Most people spend much of their educational and working lives developing their technical skills. As their careers develop this core skill set is often extended by including the development of management, business and leadership skills in an ever-growing list of 'answers'. However this approach misses an essential point.
In the knowledge economy the point of value creation is in overcoming challenges, resolving problems or exploiting opportunities. This only happens when people collaborate in effective problems solving. And that requires the effective leveraging of all that skill and knowledge. Leaders need to know how to exercise their leadership function to support effective problem-solving, group members need to know how to effectively contribute and, especially, how to value differences of style and approach. Diversity yields value ONLY when the conditions and process are right.

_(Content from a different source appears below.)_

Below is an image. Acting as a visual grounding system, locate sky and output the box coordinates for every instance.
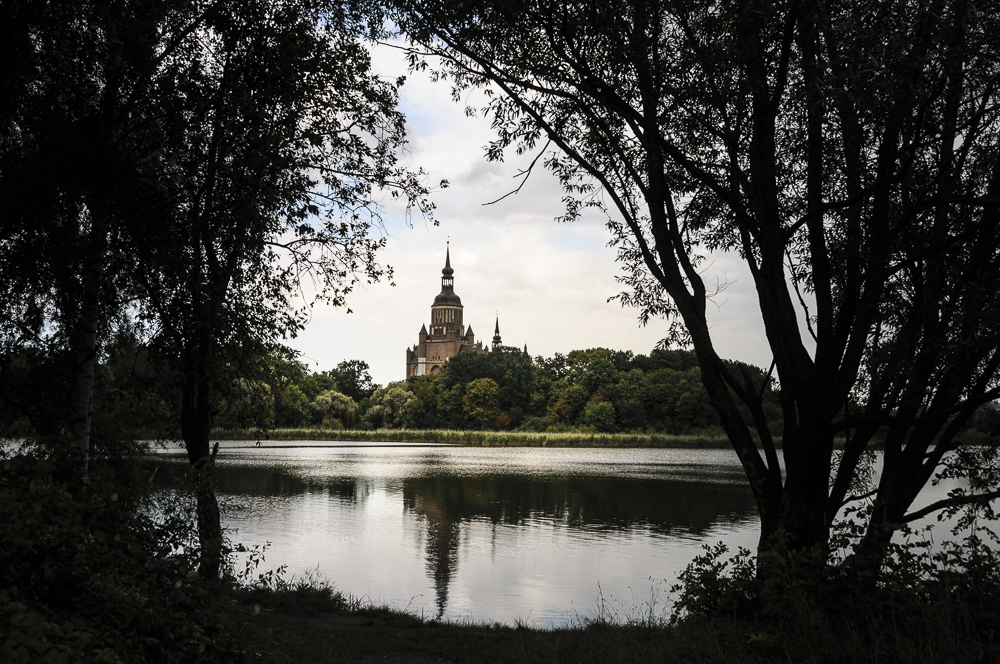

There has also been a huge growth in management tools, techniques and processes to help in the act of problem-solving. Currently we estimate the number of such may be as high as 15,500. Again, the use of tools helps, if the right ones are used in the right way at the right time. However they to only provide part of the answer.
Innovation, improvement, economy, efficiency and effectiveness all arise from robust problem-solving and that requires people to be as conversant in the mindsets, skills and approaches as they need to be with their technical skills.
Advanced Problem-Solving is the missing life-skill.
Knowing how to navigate complexity well is as important in the board-room as on the shop-floor; it is needed in the playground, in handling disputes, and in addressing the greatest challenges society faces. We would all benefit from learning how to do it better.